State media has said the company was in charge of the building project.

[…] Xinhua said the nine were suspected of “major liability” in the accident and would face criminal charges, but gave no other details other than that the probe was continuing.

State media said last week 13 people had been taken into custody in connection with the disaster. Xinhua did not say what had happened to the other four.

Deadly accidents are relatively common at industrial sites in China, where anger over lax standards is growing. Three decades of swift economic growth have been marred by incidents ranging from mining disasters to factory fires. [Source]

AFP reported on the scene in Fengcheng following the collapse of the 230 foot platform, and on public calls for punishment amid the social media outcry as the confirmed death toll rose to 74 on Friday:

Pictures of the scene in Fengcheng showed a grey mass of concrete slabs, steel girders and twisted metal splayed in a heap on the ground inside a large round structure.

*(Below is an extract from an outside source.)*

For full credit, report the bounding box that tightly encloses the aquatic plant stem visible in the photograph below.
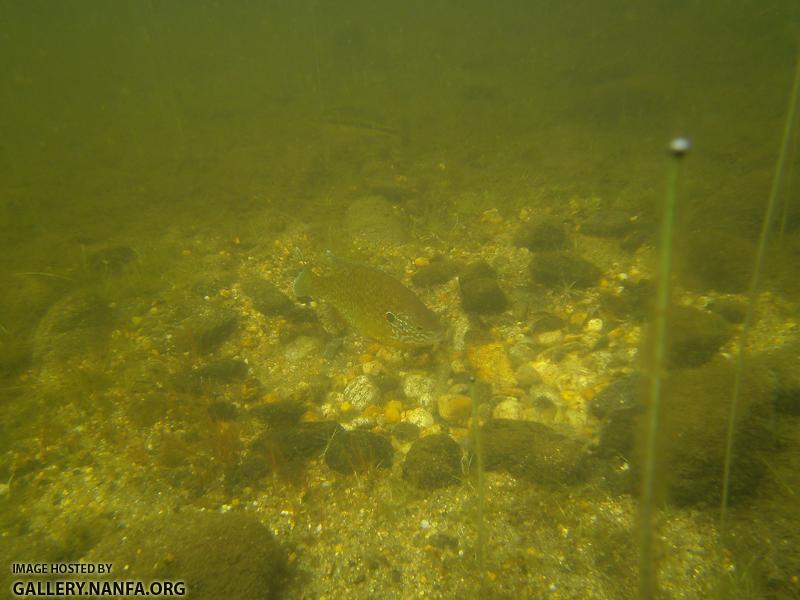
[470,378,488,593]
[638,138,687,600]
[720,47,800,537]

Hard-hatted rescue workers in neon jumpsuits carried bodies out from the site on stretchers wrapped in orange sheeting.

[…] Commenters on Chinese social media condemned the latest accident in a country with a dire industrial safety record, demanding that the cause be identified and those responsible punished.

“This is too cruel, devastating 74 families completely with a man-made disaster,” said one poster on China‘s Twitter-like Weibo. “90 percent of them are the pillars of their family.”

Another added: “What it revealed is the severe indifference and disrespect to every worker’s dignity and life. Look at these victims and the managers who were in charge of their lives — can you still sit still?” [Source]

Coverage of the deadly accident from state-affiliated English outlet Sixth Tone notes that construction is currently the most lethal industry in China, with more recorded deaths even than China’s notoriously high-risk mining industry. Their coverage also quoted an employee of the company constructing the cooling tower who confirmed that his company had been pressured to rapidly finish the job: “If you’re trying to meet a construction deadline, than you have to rush.”  At the South China Morning Post, Viola Zhou reports on last week’s deadly construction collapse in Jiangxi as yet another example of the human cost of China’s breakneck economic development, situating it into the context of other recent and deadly incidents, and quoting a labor advocate on the need for more worker representation:

The collapse is among the deadliest industrial accidents on the mainland, with the death toll one higher than the official number of fatalities from a landslide of construction waste in Shenzhen in December. An explosion at a chemical warehouse in Tianjin last summer killed at least 165 people.

Beijing has vowed repeatedly to improve workplace safety but, despite a general improvement, tens of thousands of people still die in workplace accidents every year. In all, 66,182 people died in 281,576 workplace accidents last year, an average of 181 deaths a day, according to Xinhua.

Fang Dongping, director of the Tsinghua-Gammon Construction Safety Research Centre, said Beijing’s safety rules were strict on paper but were often neglected on the ground, where speed was valued above quality. “In China, you seldom see builders who are not rushing to get projects done,” Fang said. “The faster companies promise to complete them, the more likely they are to be awarded the ­contracts.”

[…] Keegan Elmer, from Hong Kong labour rights group China Labour Bulletin, said Beijing’s “good-looking safety laws on the books” could only be enforced if workers were given a voice in the daily operations of mines, factories and construction sites. [Source]

Last August, a massive explosion at a chemical warehouse in Tianjin killed over 145 people was answered by authorities with vows to improve workplace safety and better combat corruption in high-risk industries. Months later, a deadly landslide at an industrial park in Shenzhen, caused by years of negligent management of the construction site, renewed public debate on the risks of rapid development.

Despite suggestions that China is positioned to take a global leadership position on climate change, Beijing recently announced a substantial increase in coal generation targets, which critics say could lead to half a trillion dollars in unnecessary power plant construction.